As a result of my personal inventory, I decided to make a brief list of tricks that I use to better improve my time management skills and focus.

1. Find articles that encourage organization

I've been reading articles about managing obligations and discovering cool methods to better organize my life. A specific blog post that I've found helpful is "Get Your Life Together Tools" by Mariah Dyson. This brief article is extremely easy to read and filled with useful apps to help readers stay focus on their tasks at hand. The link to this gem is below:

https://www.andsoitcurls.com/blog/majorkeys-tools

2. Listen to a podcast that you enjoy


If you're anything like me, you probably work best with background noise. Now, while I love my Netflix account, I've recently discovered that binge-watching my favorite shows is only a distraction when I'm trying to meet a deadline. So, instead of compromising my focus I've recently decided to save my favorite podcasts episodes for when I'm bogged down with work.
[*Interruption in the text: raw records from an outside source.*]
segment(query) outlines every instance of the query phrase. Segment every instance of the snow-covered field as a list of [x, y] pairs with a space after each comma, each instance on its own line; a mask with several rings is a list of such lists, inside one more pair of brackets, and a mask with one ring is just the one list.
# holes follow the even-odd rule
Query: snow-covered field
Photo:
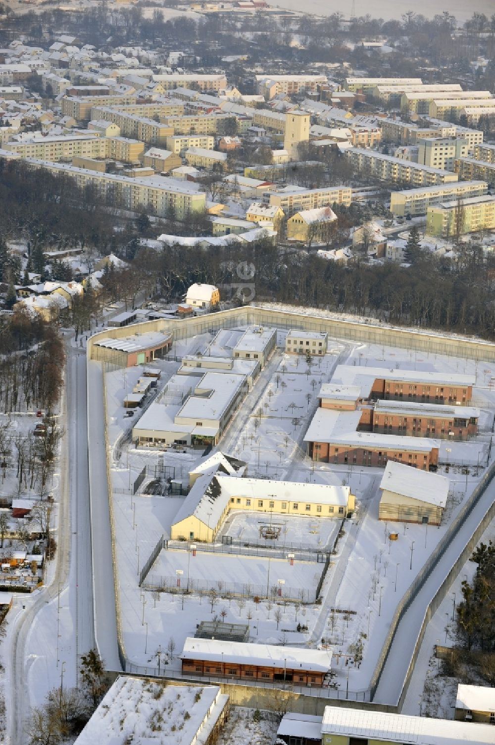
[[[219, 595], [231, 592], [237, 595], [266, 597], [279, 589], [282, 597], [307, 602], [315, 597], [316, 585], [322, 576], [323, 564], [287, 559], [266, 559], [257, 556], [232, 554], [205, 554], [162, 551], [146, 578], [147, 586], [173, 587], [179, 576], [181, 587], [193, 592], [214, 590]], [[279, 582], [279, 580], [281, 580]]]
[[[235, 541], [258, 543], [267, 548], [313, 548], [330, 551], [336, 538], [342, 520], [330, 518], [310, 518], [298, 516], [232, 511], [218, 532], [218, 538], [230, 536]], [[278, 535], [264, 538], [260, 529], [272, 527]]]
[[[235, 333], [229, 330], [219, 335], [215, 345], [218, 347], [217, 354], [226, 353], [234, 340]], [[268, 559], [256, 557], [255, 549], [255, 555], [249, 557], [198, 551], [194, 558], [188, 557], [185, 551], [162, 551], [148, 575], [147, 584], [151, 583], [155, 574], [167, 576], [170, 578], [170, 586], [176, 592], [153, 595], [150, 590], [140, 589], [137, 584], [138, 567], [142, 567], [162, 535], [170, 536], [171, 523], [183, 498], [148, 498], [138, 495], [131, 500], [130, 495], [115, 494], [121, 606], [127, 653], [138, 665], [156, 667], [156, 659], [150, 650], [153, 652], [159, 644], [164, 644], [164, 640], [166, 642], [172, 637], [176, 653], [170, 664], [172, 669], [178, 670], [176, 655], [185, 637], [194, 634], [197, 624], [212, 617], [218, 618], [220, 612], [224, 611], [225, 615], [222, 612], [222, 617], [226, 621], [249, 624], [255, 642], [307, 643], [316, 647], [321, 646], [322, 640], [325, 639], [325, 644], [330, 643], [334, 650], [337, 685], [341, 691], [345, 688], [348, 673], [349, 694], [355, 697], [356, 692], [368, 687], [397, 602], [484, 472], [495, 408], [495, 390], [491, 385], [491, 378], [495, 378], [495, 364], [477, 365], [473, 361], [377, 345], [351, 344], [337, 340], [329, 342], [329, 353], [322, 359], [315, 360], [309, 371], [302, 357], [286, 355], [280, 348], [283, 349], [284, 337], [284, 332], [278, 332], [279, 347], [236, 413], [220, 448], [246, 460], [251, 476], [296, 482], [347, 484], [356, 494], [357, 513], [354, 518], [345, 523], [345, 535], [339, 541], [336, 554], [332, 557], [323, 583], [322, 604], [295, 607], [296, 603], [284, 603], [282, 597], [281, 606], [266, 601], [255, 603], [248, 599], [245, 606], [238, 607], [234, 598], [217, 597], [211, 606], [208, 597], [194, 592], [177, 595], [174, 587], [176, 572], [177, 569], [183, 572], [181, 583], [182, 586], [184, 583], [187, 585], [188, 561], [190, 586], [199, 581], [205, 586], [215, 586], [218, 589], [220, 581], [225, 589], [226, 583], [237, 582], [241, 586], [246, 583], [264, 586], [264, 594], [266, 583], [275, 586], [278, 579], [285, 580], [283, 588], [312, 589], [316, 572], [321, 572], [322, 568], [322, 565], [298, 562], [291, 568], [285, 559], [272, 559], [269, 580]], [[211, 339], [211, 335], [202, 335], [175, 343], [173, 354], [202, 352]], [[446, 472], [451, 488], [444, 524], [441, 527], [427, 528], [415, 524], [404, 527], [402, 524], [397, 524], [394, 527], [399, 533], [399, 539], [391, 543], [386, 539], [387, 526], [378, 521], [378, 486], [382, 469], [314, 463], [305, 456], [302, 439], [316, 405], [319, 387], [331, 379], [337, 363], [476, 375], [478, 384], [473, 403], [482, 409], [480, 433], [476, 441], [469, 443], [445, 444], [445, 447], [451, 448], [451, 462], [459, 466], [450, 466], [449, 472]], [[175, 371], [173, 366], [176, 367], [175, 363], [159, 364], [163, 365], [162, 380], [169, 374], [167, 366], [170, 366], [170, 375]], [[127, 373], [131, 374], [135, 374], [135, 371]], [[115, 384], [110, 375], [115, 376], [117, 383], [123, 378], [121, 371], [107, 374], [109, 389]], [[138, 371], [136, 378], [138, 375]], [[118, 397], [115, 401], [117, 399]], [[114, 399], [109, 393], [110, 414], [112, 400]], [[112, 422], [115, 436], [118, 424], [117, 421]], [[192, 451], [185, 454], [170, 451], [159, 454], [157, 451], [135, 450], [132, 446], [125, 446], [119, 455], [118, 465], [124, 469], [129, 466], [139, 469], [144, 464], [148, 464], [151, 470], [159, 458], [163, 459], [165, 467], [175, 469], [175, 478], [184, 482], [200, 457]], [[466, 463], [470, 464], [467, 474], [462, 472], [461, 468], [461, 464]], [[445, 472], [444, 468], [440, 470]], [[282, 524], [278, 539], [282, 546], [285, 539], [287, 543], [305, 544], [317, 550], [327, 547], [333, 543], [339, 527], [338, 521], [319, 522], [304, 517], [291, 517], [286, 525], [286, 519], [284, 517], [278, 521], [278, 516], [272, 516], [272, 522]], [[232, 536], [240, 541], [259, 542], [260, 525], [269, 523], [269, 516], [231, 514], [226, 521], [221, 534]], [[275, 548], [275, 542], [265, 542], [267, 546]], [[221, 550], [220, 541], [216, 549]], [[412, 568], [410, 568], [411, 559]], [[297, 581], [293, 581], [294, 578]], [[281, 612], [278, 620], [275, 618], [277, 607]], [[298, 632], [298, 623], [307, 629]], [[359, 665], [353, 662], [357, 644], [363, 646], [363, 658]], [[345, 665], [345, 659], [348, 659], [350, 665]]]

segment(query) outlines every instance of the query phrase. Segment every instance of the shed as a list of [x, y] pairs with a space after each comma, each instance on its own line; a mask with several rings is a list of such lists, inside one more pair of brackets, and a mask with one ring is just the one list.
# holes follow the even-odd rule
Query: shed
[[445, 476], [389, 460], [380, 484], [378, 517], [439, 525], [449, 486]]

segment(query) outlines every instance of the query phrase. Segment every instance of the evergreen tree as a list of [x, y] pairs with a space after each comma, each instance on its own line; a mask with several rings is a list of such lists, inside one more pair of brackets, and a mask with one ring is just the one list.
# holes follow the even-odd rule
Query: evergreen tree
[[406, 244], [405, 259], [408, 264], [415, 264], [421, 253], [421, 245], [419, 241], [419, 230], [413, 225], [409, 230], [409, 238]]

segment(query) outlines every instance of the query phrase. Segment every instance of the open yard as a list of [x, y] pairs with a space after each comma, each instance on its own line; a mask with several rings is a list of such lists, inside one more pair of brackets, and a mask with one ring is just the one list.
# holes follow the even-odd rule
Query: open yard
[[332, 518], [310, 518], [262, 513], [230, 513], [222, 526], [220, 536], [237, 541], [258, 543], [267, 548], [331, 551], [341, 521]]
[[[316, 562], [295, 561], [291, 566], [287, 559], [266, 559], [232, 554], [206, 554], [198, 551], [162, 551], [146, 578], [146, 585], [170, 588], [180, 579], [181, 587], [193, 592], [216, 590], [219, 596], [226, 593], [260, 597], [278, 595], [313, 602], [316, 585], [324, 565]], [[182, 574], [177, 575], [177, 570]], [[282, 583], [279, 583], [281, 580]]]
3. Approach your 'to-do' list with positive perspective

THIS IS A MAJOR ONE FOR ME! I have a terrible habit of complaining about my workload. And while it's easy to murmur about my obligations the effects of my comments are detrimental. I've been purposely replacing the phrase "I have to" with "I get to," to remind myself that every obligation is a blessing. I'm blessed to have a job and opportunities to fulfill.

4. Color-code your planner to better prioritize your day

I learned this trick while working on my bachelor's degree and honey, please believe me when I say that this tip alone saved my undergraduate experience. I'm a huge advocate for visual representation, and having my planner organized by color is a quick way to check in and manage my priorities throughout a hectic day.

5. Manage your progress

Lately, I've been taking great joy in checking off tasks from my "to-do list." Again, being a fan of visualization, it's rewarding to know that I've completed yet another task. This technique also serves as a healthy dose of encouragement to keep on trekking along, because the reality is if you could buckle down to achieve your goals once before, you can certainly do it again.

If anything, I hope that this list leaves you with healthy options to consider, when trying to tackle a stressful day.